FGH Realty Credit Corp. v. VRD Realty Corp.

647 N.Y.S.2d 229 | N.Y. App. Div. | 1996

—In an action to foreclose a mortgage on real property, the plaintiff appeals from an order *490of the Supreme Court, Suffolk County (Gerard, J.), dated November 17, 1995, which denied those branches of its motion which were for summary judgment against the defendants VRD Realty Corp. and Vincent R. DeAngelis and to appoint a Referee to compute the amount due to it.

Ordered that the order is reversed, on the law, with costs, those branches of the motion which were for summary judgment against the defendants VRD Realty Corp. and Vincent R. DeAngelis and to appoint a Referee to compute the amount due to the plaintiff are granted, and the matter is remitted to the Supreme Court, Suffolk County, to appoint a Referee to compute the amount due to the plaintiff and to determine that branch of the motion which was for leave to enter a default judgment against the defendants Nassau Suffolk Lumber & Supply Corporation and the People of the State of New York.

The plaintiff moved for summary judgment against the defendants VRD Realty Corp. and Vincent R. DeAngelis, to appoint a Referee to compute the amount due to it, and for leave to enter a default judgment against the defendants Nassau Suffolk Lumber & Supply Corporation and the People of the State of New York. In its order dated November 17, 1995, the Supreme Court denied those branches of the plaintiff’s motion which were for summary judgment against the defendants VRD Realty Corp. and Vincent R. DeAngelis and to appoint a Referee to compute the amount due to the plaintiff, but failed to determine that branch of the motion which was for leave to enter a default judgment against the defendants Nassau Suffolk Lumber & Supply Corporation and the People of the State of New York.

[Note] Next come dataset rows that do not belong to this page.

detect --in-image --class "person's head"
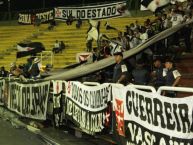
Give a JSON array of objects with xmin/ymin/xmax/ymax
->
[
  {"xmin": 104, "ymin": 47, "xmax": 111, "ymax": 57},
  {"xmin": 114, "ymin": 52, "xmax": 123, "ymax": 63},
  {"xmin": 153, "ymin": 59, "xmax": 162, "ymax": 68},
  {"xmin": 93, "ymin": 47, "xmax": 97, "ymax": 53},
  {"xmin": 10, "ymin": 62, "xmax": 16, "ymax": 70},
  {"xmin": 118, "ymin": 31, "xmax": 122, "ymax": 38},
  {"xmin": 162, "ymin": 14, "xmax": 167, "ymax": 20},
  {"xmin": 128, "ymin": 29, "xmax": 133, "ymax": 35},
  {"xmin": 165, "ymin": 59, "xmax": 174, "ymax": 69},
  {"xmin": 136, "ymin": 58, "xmax": 144, "ymax": 67},
  {"xmin": 140, "ymin": 26, "xmax": 146, "ymax": 33},
  {"xmin": 0, "ymin": 66, "xmax": 5, "ymax": 71},
  {"xmin": 56, "ymin": 40, "xmax": 58, "ymax": 43},
  {"xmin": 130, "ymin": 23, "xmax": 134, "ymax": 28}
]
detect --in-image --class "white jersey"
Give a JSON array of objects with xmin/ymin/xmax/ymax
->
[
  {"xmin": 170, "ymin": 14, "xmax": 183, "ymax": 26},
  {"xmin": 140, "ymin": 33, "xmax": 148, "ymax": 43}
]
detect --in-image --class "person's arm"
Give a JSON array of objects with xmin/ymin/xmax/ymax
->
[
  {"xmin": 172, "ymin": 76, "xmax": 181, "ymax": 87},
  {"xmin": 117, "ymin": 64, "xmax": 128, "ymax": 83},
  {"xmin": 117, "ymin": 74, "xmax": 126, "ymax": 83}
]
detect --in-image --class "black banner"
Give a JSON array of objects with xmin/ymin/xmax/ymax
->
[{"xmin": 18, "ymin": 9, "xmax": 54, "ymax": 25}]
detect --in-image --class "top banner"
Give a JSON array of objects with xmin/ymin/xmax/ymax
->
[
  {"xmin": 18, "ymin": 9, "xmax": 54, "ymax": 25},
  {"xmin": 55, "ymin": 1, "xmax": 128, "ymax": 20}
]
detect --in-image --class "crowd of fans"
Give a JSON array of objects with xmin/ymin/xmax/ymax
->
[
  {"xmin": 91, "ymin": 1, "xmax": 193, "ymax": 60},
  {"xmin": 84, "ymin": 0, "xmax": 193, "ymax": 96},
  {"xmin": 1, "ymin": 1, "xmax": 193, "ymax": 89}
]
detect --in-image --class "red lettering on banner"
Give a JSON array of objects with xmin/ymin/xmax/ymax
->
[{"xmin": 115, "ymin": 98, "xmax": 125, "ymax": 136}]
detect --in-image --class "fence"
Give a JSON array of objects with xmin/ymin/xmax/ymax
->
[{"xmin": 0, "ymin": 78, "xmax": 192, "ymax": 145}]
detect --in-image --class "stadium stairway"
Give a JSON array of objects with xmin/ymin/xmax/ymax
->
[
  {"xmin": 177, "ymin": 52, "xmax": 193, "ymax": 87},
  {"xmin": 0, "ymin": 24, "xmax": 47, "ymax": 70}
]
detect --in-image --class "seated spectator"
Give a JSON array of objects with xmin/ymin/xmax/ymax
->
[
  {"xmin": 52, "ymin": 40, "xmax": 65, "ymax": 54},
  {"xmin": 132, "ymin": 59, "xmax": 150, "ymax": 85},
  {"xmin": 66, "ymin": 14, "xmax": 74, "ymax": 25},
  {"xmin": 0, "ymin": 66, "xmax": 8, "ymax": 77},
  {"xmin": 76, "ymin": 18, "xmax": 82, "ymax": 29},
  {"xmin": 10, "ymin": 62, "xmax": 22, "ymax": 77},
  {"xmin": 10, "ymin": 62, "xmax": 26, "ymax": 81}
]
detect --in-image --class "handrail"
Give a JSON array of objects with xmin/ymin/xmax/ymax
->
[
  {"xmin": 83, "ymin": 82, "xmax": 100, "ymax": 86},
  {"xmin": 129, "ymin": 84, "xmax": 156, "ymax": 93},
  {"xmin": 157, "ymin": 86, "xmax": 193, "ymax": 95}
]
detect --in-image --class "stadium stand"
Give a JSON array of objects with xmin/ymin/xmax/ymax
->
[{"xmin": 29, "ymin": 16, "xmax": 154, "ymax": 68}]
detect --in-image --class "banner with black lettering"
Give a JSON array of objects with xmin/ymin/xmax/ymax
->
[
  {"xmin": 8, "ymin": 81, "xmax": 50, "ymax": 120},
  {"xmin": 18, "ymin": 9, "xmax": 54, "ymax": 25},
  {"xmin": 0, "ymin": 79, "xmax": 5, "ymax": 105},
  {"xmin": 64, "ymin": 81, "xmax": 112, "ymax": 134},
  {"xmin": 55, "ymin": 1, "xmax": 129, "ymax": 20},
  {"xmin": 112, "ymin": 85, "xmax": 193, "ymax": 145}
]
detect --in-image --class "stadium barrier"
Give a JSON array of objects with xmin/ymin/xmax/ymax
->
[{"xmin": 0, "ymin": 78, "xmax": 192, "ymax": 144}]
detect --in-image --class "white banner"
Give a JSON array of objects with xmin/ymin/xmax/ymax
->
[
  {"xmin": 55, "ymin": 1, "xmax": 128, "ymax": 20},
  {"xmin": 8, "ymin": 81, "xmax": 50, "ymax": 120},
  {"xmin": 112, "ymin": 84, "xmax": 193, "ymax": 144},
  {"xmin": 66, "ymin": 81, "xmax": 111, "ymax": 112},
  {"xmin": 65, "ymin": 81, "xmax": 112, "ymax": 134}
]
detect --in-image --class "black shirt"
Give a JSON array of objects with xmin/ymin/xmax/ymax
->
[
  {"xmin": 154, "ymin": 66, "xmax": 166, "ymax": 86},
  {"xmin": 132, "ymin": 67, "xmax": 149, "ymax": 85},
  {"xmin": 113, "ymin": 61, "xmax": 128, "ymax": 85}
]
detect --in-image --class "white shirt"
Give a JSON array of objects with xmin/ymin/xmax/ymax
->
[
  {"xmin": 140, "ymin": 33, "xmax": 148, "ymax": 43},
  {"xmin": 170, "ymin": 14, "xmax": 183, "ymax": 26},
  {"xmin": 54, "ymin": 42, "xmax": 60, "ymax": 48}
]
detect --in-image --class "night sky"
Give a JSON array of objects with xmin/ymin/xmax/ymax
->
[{"xmin": 0, "ymin": 0, "xmax": 116, "ymax": 12}]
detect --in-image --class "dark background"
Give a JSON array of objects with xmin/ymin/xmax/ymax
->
[{"xmin": 0, "ymin": 0, "xmax": 119, "ymax": 12}]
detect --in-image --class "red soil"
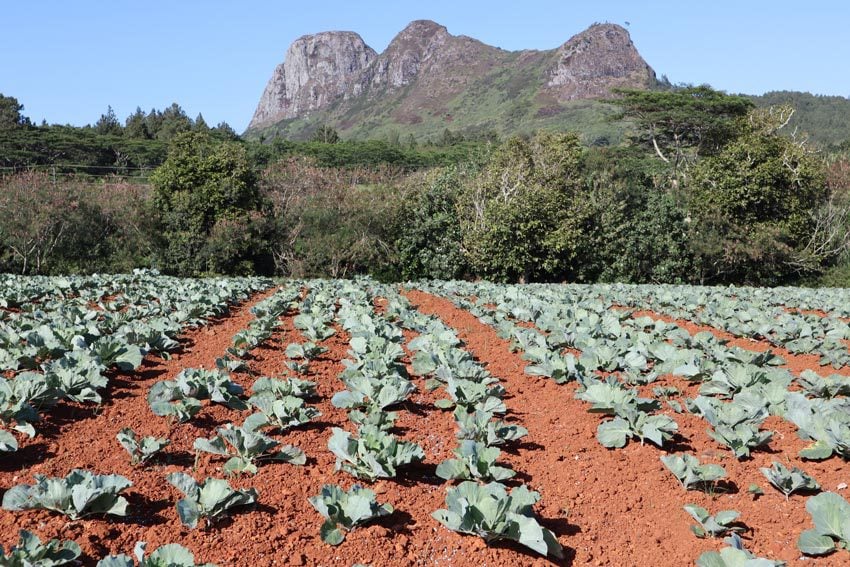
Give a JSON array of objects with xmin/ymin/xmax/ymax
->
[
  {"xmin": 3, "ymin": 288, "xmax": 849, "ymax": 566},
  {"xmin": 404, "ymin": 290, "xmax": 850, "ymax": 567}
]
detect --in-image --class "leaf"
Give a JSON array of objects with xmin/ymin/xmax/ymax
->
[
  {"xmin": 320, "ymin": 520, "xmax": 345, "ymax": 546},
  {"xmin": 597, "ymin": 418, "xmax": 630, "ymax": 448},
  {"xmin": 176, "ymin": 497, "xmax": 200, "ymax": 529},
  {"xmin": 806, "ymin": 492, "xmax": 850, "ymax": 540},
  {"xmin": 798, "ymin": 528, "xmax": 836, "ymax": 556},
  {"xmin": 436, "ymin": 458, "xmax": 468, "ymax": 480}
]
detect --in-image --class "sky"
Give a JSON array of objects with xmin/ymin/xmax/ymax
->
[{"xmin": 2, "ymin": 1, "xmax": 848, "ymax": 132}]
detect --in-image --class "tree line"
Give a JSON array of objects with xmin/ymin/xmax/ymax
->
[{"xmin": 1, "ymin": 87, "xmax": 848, "ymax": 286}]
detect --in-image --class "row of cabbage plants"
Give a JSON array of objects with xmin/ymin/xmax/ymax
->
[{"xmin": 417, "ymin": 280, "xmax": 850, "ymax": 563}]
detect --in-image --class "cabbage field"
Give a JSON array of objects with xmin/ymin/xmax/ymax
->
[{"xmin": 1, "ymin": 273, "xmax": 850, "ymax": 566}]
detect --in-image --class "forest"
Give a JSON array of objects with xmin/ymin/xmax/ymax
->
[{"xmin": 0, "ymin": 87, "xmax": 848, "ymax": 287}]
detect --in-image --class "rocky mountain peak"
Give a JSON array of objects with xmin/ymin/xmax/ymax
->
[
  {"xmin": 364, "ymin": 19, "xmax": 453, "ymax": 90},
  {"xmin": 248, "ymin": 30, "xmax": 376, "ymax": 129},
  {"xmin": 247, "ymin": 20, "xmax": 657, "ymax": 138},
  {"xmin": 545, "ymin": 23, "xmax": 656, "ymax": 100}
]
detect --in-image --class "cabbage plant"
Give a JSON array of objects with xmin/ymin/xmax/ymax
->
[
  {"xmin": 684, "ymin": 505, "xmax": 741, "ymax": 538},
  {"xmin": 193, "ymin": 419, "xmax": 305, "ymax": 475},
  {"xmin": 436, "ymin": 440, "xmax": 515, "ymax": 482},
  {"xmin": 166, "ymin": 472, "xmax": 258, "ymax": 529},
  {"xmin": 2, "ymin": 469, "xmax": 131, "ymax": 519},
  {"xmin": 432, "ymin": 481, "xmax": 563, "ymax": 558},
  {"xmin": 327, "ymin": 426, "xmax": 424, "ymax": 481},
  {"xmin": 661, "ymin": 454, "xmax": 726, "ymax": 492},
  {"xmin": 696, "ymin": 533, "xmax": 785, "ymax": 566},
  {"xmin": 453, "ymin": 408, "xmax": 528, "ymax": 447},
  {"xmin": 308, "ymin": 484, "xmax": 393, "ymax": 545},
  {"xmin": 117, "ymin": 427, "xmax": 170, "ymax": 466},
  {"xmin": 798, "ymin": 492, "xmax": 850, "ymax": 556},
  {"xmin": 247, "ymin": 395, "xmax": 320, "ymax": 432},
  {"xmin": 97, "ymin": 542, "xmax": 215, "ymax": 567},
  {"xmin": 0, "ymin": 530, "xmax": 81, "ymax": 566},
  {"xmin": 760, "ymin": 461, "xmax": 820, "ymax": 500}
]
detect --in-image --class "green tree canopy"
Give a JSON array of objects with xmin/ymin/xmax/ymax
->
[
  {"xmin": 459, "ymin": 131, "xmax": 586, "ymax": 282},
  {"xmin": 151, "ymin": 131, "xmax": 267, "ymax": 275},
  {"xmin": 688, "ymin": 117, "xmax": 827, "ymax": 284},
  {"xmin": 612, "ymin": 86, "xmax": 754, "ymax": 168}
]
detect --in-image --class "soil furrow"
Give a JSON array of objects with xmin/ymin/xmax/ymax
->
[{"xmin": 404, "ymin": 289, "xmax": 849, "ymax": 567}]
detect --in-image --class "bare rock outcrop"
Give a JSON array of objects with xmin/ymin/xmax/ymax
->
[
  {"xmin": 544, "ymin": 23, "xmax": 656, "ymax": 100},
  {"xmin": 248, "ymin": 31, "xmax": 376, "ymax": 129}
]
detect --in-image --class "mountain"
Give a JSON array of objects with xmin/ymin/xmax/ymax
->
[{"xmin": 245, "ymin": 20, "xmax": 657, "ymax": 143}]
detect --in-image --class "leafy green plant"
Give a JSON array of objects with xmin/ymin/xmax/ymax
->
[
  {"xmin": 432, "ymin": 481, "xmax": 563, "ymax": 558},
  {"xmin": 96, "ymin": 542, "xmax": 215, "ymax": 567},
  {"xmin": 117, "ymin": 427, "xmax": 170, "ymax": 466},
  {"xmin": 308, "ymin": 484, "xmax": 393, "ymax": 545},
  {"xmin": 436, "ymin": 440, "xmax": 515, "ymax": 482},
  {"xmin": 707, "ymin": 424, "xmax": 773, "ymax": 459},
  {"xmin": 331, "ymin": 374, "xmax": 415, "ymax": 412},
  {"xmin": 166, "ymin": 472, "xmax": 258, "ymax": 529},
  {"xmin": 576, "ymin": 377, "xmax": 659, "ymax": 415},
  {"xmin": 0, "ymin": 530, "xmax": 81, "ymax": 567},
  {"xmin": 785, "ymin": 393, "xmax": 850, "ymax": 461},
  {"xmin": 661, "ymin": 454, "xmax": 726, "ymax": 491},
  {"xmin": 327, "ymin": 426, "xmax": 424, "ymax": 481},
  {"xmin": 435, "ymin": 377, "xmax": 506, "ymax": 413},
  {"xmin": 193, "ymin": 419, "xmax": 305, "ymax": 475},
  {"xmin": 251, "ymin": 376, "xmax": 316, "ymax": 399},
  {"xmin": 684, "ymin": 504, "xmax": 741, "ymax": 538},
  {"xmin": 285, "ymin": 341, "xmax": 326, "ymax": 361},
  {"xmin": 89, "ymin": 336, "xmax": 145, "ymax": 371},
  {"xmin": 148, "ymin": 368, "xmax": 248, "ymax": 413},
  {"xmin": 453, "ymin": 408, "xmax": 528, "ymax": 446},
  {"xmin": 2, "ymin": 469, "xmax": 131, "ymax": 519},
  {"xmin": 43, "ymin": 353, "xmax": 108, "ymax": 404},
  {"xmin": 797, "ymin": 370, "xmax": 850, "ymax": 399},
  {"xmin": 524, "ymin": 351, "xmax": 581, "ymax": 384},
  {"xmin": 797, "ymin": 492, "xmax": 850, "ymax": 556},
  {"xmin": 696, "ymin": 533, "xmax": 785, "ymax": 566},
  {"xmin": 215, "ymin": 355, "xmax": 247, "ymax": 373},
  {"xmin": 149, "ymin": 396, "xmax": 202, "ymax": 424},
  {"xmin": 247, "ymin": 395, "xmax": 320, "ymax": 432},
  {"xmin": 596, "ymin": 411, "xmax": 678, "ymax": 449},
  {"xmin": 348, "ymin": 408, "xmax": 397, "ymax": 430},
  {"xmin": 689, "ymin": 395, "xmax": 773, "ymax": 459},
  {"xmin": 760, "ymin": 461, "xmax": 820, "ymax": 500}
]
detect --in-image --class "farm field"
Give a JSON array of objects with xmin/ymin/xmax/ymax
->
[{"xmin": 2, "ymin": 275, "xmax": 850, "ymax": 566}]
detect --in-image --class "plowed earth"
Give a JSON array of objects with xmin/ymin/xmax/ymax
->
[{"xmin": 1, "ymin": 288, "xmax": 848, "ymax": 566}]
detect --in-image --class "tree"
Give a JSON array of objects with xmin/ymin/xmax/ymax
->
[
  {"xmin": 151, "ymin": 131, "xmax": 267, "ymax": 275},
  {"xmin": 688, "ymin": 115, "xmax": 828, "ymax": 284},
  {"xmin": 124, "ymin": 107, "xmax": 152, "ymax": 139},
  {"xmin": 193, "ymin": 113, "xmax": 209, "ymax": 132},
  {"xmin": 95, "ymin": 105, "xmax": 122, "ymax": 135},
  {"xmin": 310, "ymin": 125, "xmax": 340, "ymax": 144},
  {"xmin": 154, "ymin": 103, "xmax": 192, "ymax": 141},
  {"xmin": 459, "ymin": 131, "xmax": 585, "ymax": 282},
  {"xmin": 0, "ymin": 94, "xmax": 29, "ymax": 129},
  {"xmin": 397, "ymin": 166, "xmax": 470, "ymax": 280},
  {"xmin": 259, "ymin": 157, "xmax": 402, "ymax": 278},
  {"xmin": 611, "ymin": 86, "xmax": 753, "ymax": 169}
]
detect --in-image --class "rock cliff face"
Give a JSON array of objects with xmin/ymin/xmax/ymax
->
[
  {"xmin": 544, "ymin": 23, "xmax": 656, "ymax": 100},
  {"xmin": 247, "ymin": 20, "xmax": 657, "ymax": 139},
  {"xmin": 248, "ymin": 31, "xmax": 376, "ymax": 129}
]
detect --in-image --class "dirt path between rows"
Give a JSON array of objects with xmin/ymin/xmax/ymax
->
[{"xmin": 404, "ymin": 289, "xmax": 849, "ymax": 567}]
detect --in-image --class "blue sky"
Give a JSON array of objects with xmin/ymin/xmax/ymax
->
[{"xmin": 2, "ymin": 1, "xmax": 847, "ymax": 132}]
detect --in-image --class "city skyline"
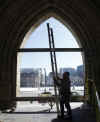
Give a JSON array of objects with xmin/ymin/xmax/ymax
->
[
  {"xmin": 20, "ymin": 64, "xmax": 84, "ymax": 75},
  {"xmin": 20, "ymin": 65, "xmax": 84, "ymax": 88}
]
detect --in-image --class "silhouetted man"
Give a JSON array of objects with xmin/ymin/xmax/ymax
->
[{"xmin": 54, "ymin": 72, "xmax": 72, "ymax": 118}]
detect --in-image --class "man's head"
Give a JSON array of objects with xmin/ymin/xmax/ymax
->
[{"xmin": 63, "ymin": 72, "xmax": 70, "ymax": 79}]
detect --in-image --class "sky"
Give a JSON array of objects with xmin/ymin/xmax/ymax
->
[{"xmin": 18, "ymin": 17, "xmax": 83, "ymax": 74}]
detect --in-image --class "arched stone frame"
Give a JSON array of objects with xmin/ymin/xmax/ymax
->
[
  {"xmin": 16, "ymin": 14, "xmax": 84, "ymax": 97},
  {"xmin": 0, "ymin": 1, "xmax": 96, "ymax": 101},
  {"xmin": 15, "ymin": 11, "xmax": 86, "ymax": 98}
]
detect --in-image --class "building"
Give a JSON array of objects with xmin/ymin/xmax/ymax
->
[
  {"xmin": 77, "ymin": 65, "xmax": 84, "ymax": 78},
  {"xmin": 60, "ymin": 67, "xmax": 76, "ymax": 76},
  {"xmin": 20, "ymin": 68, "xmax": 42, "ymax": 87}
]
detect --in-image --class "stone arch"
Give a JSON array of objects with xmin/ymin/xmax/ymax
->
[
  {"xmin": 9, "ymin": 6, "xmax": 91, "ymax": 50},
  {"xmin": 0, "ymin": 0, "xmax": 97, "ymax": 100},
  {"xmin": 20, "ymin": 14, "xmax": 82, "ymax": 49}
]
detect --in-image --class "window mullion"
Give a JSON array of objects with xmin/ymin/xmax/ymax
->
[{"xmin": 17, "ymin": 48, "xmax": 83, "ymax": 52}]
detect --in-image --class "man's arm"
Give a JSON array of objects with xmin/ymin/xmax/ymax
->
[{"xmin": 53, "ymin": 76, "xmax": 61, "ymax": 87}]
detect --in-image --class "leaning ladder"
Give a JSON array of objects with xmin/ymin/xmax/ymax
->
[{"xmin": 47, "ymin": 23, "xmax": 60, "ymax": 116}]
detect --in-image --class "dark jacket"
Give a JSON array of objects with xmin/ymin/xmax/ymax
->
[{"xmin": 54, "ymin": 77, "xmax": 71, "ymax": 101}]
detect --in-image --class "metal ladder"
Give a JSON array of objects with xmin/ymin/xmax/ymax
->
[{"xmin": 47, "ymin": 23, "xmax": 60, "ymax": 117}]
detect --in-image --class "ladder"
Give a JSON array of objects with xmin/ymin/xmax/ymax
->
[{"xmin": 47, "ymin": 23, "xmax": 60, "ymax": 117}]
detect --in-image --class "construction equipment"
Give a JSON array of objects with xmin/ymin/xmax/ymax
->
[{"xmin": 47, "ymin": 23, "xmax": 61, "ymax": 117}]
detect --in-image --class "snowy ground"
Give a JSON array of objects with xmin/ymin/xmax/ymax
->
[{"xmin": 18, "ymin": 86, "xmax": 84, "ymax": 97}]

Accordingly, the matter is remitted to the Supreme Court, Suffolk County, to determine that branch of the plaintiff’s motion which was for leave to enter a default judgment against the defendants Nassau Suffolk Lumber & Supply Corporation and the People of the State of New York (see, Katz v Katz, 68 AD2d 536).

In April 1990 the defendant VRD Realty Corp. (hereinafter VRD) executed a promissory note and a mortgage on real property in favor of the plaintiff. By its terms, the mortgage could only be modified in an agreement in writing signed by the party to be charged with the modification. VRD defaulted in July 1994.

The plaintiff established its prima facie entitlement to foreclosure as a matter of law by submitting evidence of the execution of the note and mortgage and VRD’s failure to make payment in accordance with its terms (see, Great W. Bank v Terio, 200 AD2d 607; First Natl. Bank v J. & J. Milano, 160 AD2d *491670). Although VRD contends that the plaintiff should be estopped from foreclosing the mortgage based on an alleged oral agreement to reduce the interest rate on the debt, there is a mortgage provision barring oral modifications (see, General Obligations Law § 15-301 [1]) and correspondence indicating that the agreement would not be binding until it was reduced to writing. Because VRD failed to raise a triable issue of fact, the plaintiff’s motion for summary judgment should have been granted (see, Zuckerman v City of New York, 49 NY2d 557, 562).

The respondents’ remaining contentions are without merit. Bracken, J. P., Copertino, Pizzuto and Goldstein, JJ., concur.